Dans chaque ouvrage, une postface de M. Mamère resitue l'histoire dans le problème écologique qu'elle pose : c'est le côté pédagogique de la collection. Le problème est de savoir si cette postface est lue ou non par l'enfant, et si elle constitue pour lui un point de départ à une réflexion. M. Mamère rappelle cependant que le rôle de l'éditeur est de donner du plaisir à lire, pas d'éduquer. Cette dernière fonction est celle des parents et de l'école.



ACCES DIFFICILE AUX JEUNES



Le directeur de Greenpeace intervient et explique que son association cherche à communiquer avec les jeunes en priorité pour les sensibiliser aux problèmes environnementaux.

Mais elle se heurte d'abord à un problème de moyens financiers : les éditeurs jeunesse, par peur d'absence de rentabilité d'un ouvrage au thème "sérieux", sont encore peu intéressés par les projets de livres sur l'écologie qu'elle pourrait proposer. Souris Verte constitue en ce sens un premier pas à poursuivre.

Elle rencontre ensuite un problème d'accès aux jeunes : pour être admis à faire une animation dans une école, un organisme doit être inscrit au registre de l'Education Nationale. Or, Greenpeace, association qui "sent le souffre" (Bruno Rebelle) n'a jamais réussi à y être inscrite. Mais de toute façon, Greenpeace privilégie l'action et la lutte : pourrait-elle faire face à toutes les demandes des écoles ? Si les besoins des professeurs devenaient importants, Greenpeace serait néanmoins tout à fait partante pour créer un service communication-jeunes en son sein.
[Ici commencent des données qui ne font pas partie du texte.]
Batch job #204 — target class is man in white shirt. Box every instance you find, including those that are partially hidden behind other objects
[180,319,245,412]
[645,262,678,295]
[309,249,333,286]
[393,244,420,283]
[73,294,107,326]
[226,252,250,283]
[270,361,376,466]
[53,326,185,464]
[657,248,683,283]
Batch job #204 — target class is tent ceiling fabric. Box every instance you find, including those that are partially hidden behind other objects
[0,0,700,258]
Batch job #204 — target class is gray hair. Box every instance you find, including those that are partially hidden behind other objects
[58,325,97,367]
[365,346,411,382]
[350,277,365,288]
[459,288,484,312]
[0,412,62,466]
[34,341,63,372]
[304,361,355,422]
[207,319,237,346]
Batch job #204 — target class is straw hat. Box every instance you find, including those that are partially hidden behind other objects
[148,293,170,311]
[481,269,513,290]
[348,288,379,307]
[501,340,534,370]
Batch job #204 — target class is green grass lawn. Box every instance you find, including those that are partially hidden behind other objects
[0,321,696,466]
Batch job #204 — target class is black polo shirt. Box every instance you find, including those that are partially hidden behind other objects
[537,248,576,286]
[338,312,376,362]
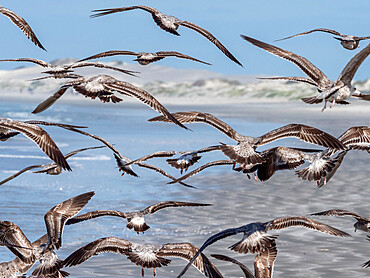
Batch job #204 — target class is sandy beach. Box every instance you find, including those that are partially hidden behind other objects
[0,99,370,278]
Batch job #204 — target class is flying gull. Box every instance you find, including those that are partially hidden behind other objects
[64,237,222,277]
[79,50,211,66]
[276,28,370,50]
[66,201,210,234]
[0,6,46,51]
[148,112,345,168]
[241,35,370,111]
[32,75,187,129]
[91,6,242,66]
[177,216,350,278]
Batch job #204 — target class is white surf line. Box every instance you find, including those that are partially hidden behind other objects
[0,154,111,160]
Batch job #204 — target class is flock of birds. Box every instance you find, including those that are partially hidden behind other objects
[0,2,370,278]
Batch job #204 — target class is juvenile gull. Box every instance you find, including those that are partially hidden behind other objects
[0,58,137,80]
[0,117,87,171]
[66,201,210,234]
[276,28,370,50]
[64,237,222,277]
[311,209,370,232]
[0,146,105,185]
[124,145,220,174]
[91,6,242,66]
[56,128,194,188]
[234,146,320,181]
[177,216,350,278]
[0,192,94,277]
[241,35,370,111]
[0,5,46,51]
[148,111,345,165]
[79,50,211,66]
[211,254,255,278]
[32,75,187,129]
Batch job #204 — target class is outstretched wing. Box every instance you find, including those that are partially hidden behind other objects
[0,221,35,264]
[137,162,195,188]
[90,5,158,17]
[66,210,127,225]
[104,81,188,129]
[180,21,243,66]
[124,151,176,166]
[67,62,139,77]
[0,57,51,68]
[338,126,370,152]
[311,209,366,220]
[44,191,95,249]
[0,120,72,171]
[144,201,211,213]
[32,87,68,114]
[0,164,44,185]
[64,237,132,267]
[148,111,240,141]
[169,159,234,184]
[275,28,344,42]
[257,124,346,150]
[157,242,222,277]
[0,7,46,51]
[241,35,333,90]
[211,254,255,278]
[156,51,211,65]
[177,228,243,278]
[337,43,370,85]
[78,50,139,62]
[266,216,351,237]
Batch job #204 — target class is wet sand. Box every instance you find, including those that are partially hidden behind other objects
[0,101,370,278]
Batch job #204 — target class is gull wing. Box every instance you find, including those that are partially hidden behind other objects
[241,35,333,90]
[0,120,71,171]
[0,57,52,68]
[0,221,35,264]
[78,50,139,62]
[156,242,222,277]
[137,162,195,188]
[44,191,95,249]
[211,254,255,278]
[155,51,211,65]
[266,216,351,237]
[125,151,176,166]
[32,87,68,114]
[336,43,370,85]
[258,76,317,87]
[275,28,345,42]
[66,210,127,225]
[148,111,240,141]
[338,126,370,152]
[64,237,132,267]
[180,21,243,66]
[257,124,346,150]
[90,5,158,17]
[0,164,44,185]
[66,62,139,77]
[311,209,368,220]
[104,81,188,129]
[169,159,234,184]
[0,7,46,51]
[144,201,211,213]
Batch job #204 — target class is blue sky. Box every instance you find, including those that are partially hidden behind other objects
[0,0,370,80]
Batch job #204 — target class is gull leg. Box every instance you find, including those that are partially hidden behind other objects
[330,99,335,108]
[321,100,328,112]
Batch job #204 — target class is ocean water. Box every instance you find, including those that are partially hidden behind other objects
[0,100,370,278]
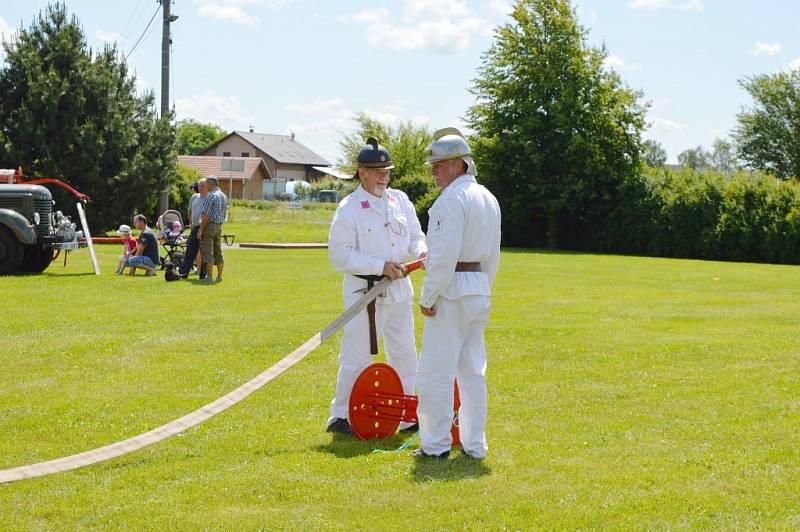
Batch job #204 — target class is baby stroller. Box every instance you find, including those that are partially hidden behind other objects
[156,210,189,270]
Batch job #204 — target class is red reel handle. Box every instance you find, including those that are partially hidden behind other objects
[404,258,425,277]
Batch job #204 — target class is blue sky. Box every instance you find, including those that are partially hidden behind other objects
[0,0,800,162]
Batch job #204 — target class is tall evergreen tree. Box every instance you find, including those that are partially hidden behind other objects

Il n'empêche que ce sont aujourd'hui les lobbys industriels (l'EDF - Electricité De France -, l'INRA - Institut National de Recherche Agronomique -…) qui rentrent dans les établissements scolaires et distribuent des plaquettes, des brochures, des bandes dessinées... Ces documents sont de véritables publicités, orientées vers les intérêts de l'entreprise. Ils ne présentent pas les questions écologiques dans leur réalité et n'amènent l'enfant à aucune réflexion. Le directeur de Greenpeace insiste ainsi sur le manque d'ouvrages documentaires objectifs, et plus sérieux que les fictions, traitant de l'environnement.



DES ESPOIRS POUR LE FUTUR



Une directrice éditoriale de Syros Jeunesse, présente dans le public, prend pour finir la parole. Elle annonce la constitution d'un département Ecologie dans la maison d'édition, avec la création d'autres collections que Souris Verte. La collection Tante Agathe, mettant en scène avec humour une famille aux prises avec une agaçante tante écologiste, sortira ainsi en mars 2001. Elle s'adressera aux 8-9 ans. Un album, La Symphonie des baleines, vient juste d'être publié pour Noël. Le département Ecologie de Syros aura pour objectif principal d'élargir la gamme des ouvrages de la petite enfance jusqu'à l'adolescence incluse, ce qui semble manquer aujourd'hui.



Loïc Chauveau conclut le débat en rappelant l'importance, pour l'avenir de la planète, que les jeunes prennent l'habitude de gestes écologiques au quotidien, "comme on respire", c'est-à-dire sans y penser. Il s'agit là d'un devoir de responsabilité des adultes par rapport aux enfants. Tous les participants sont d'accord sur le fait que la littérature jeunesse a un rôle certain à jouer dans ce domaine, et qu'elle ne le remplit pas encore assez.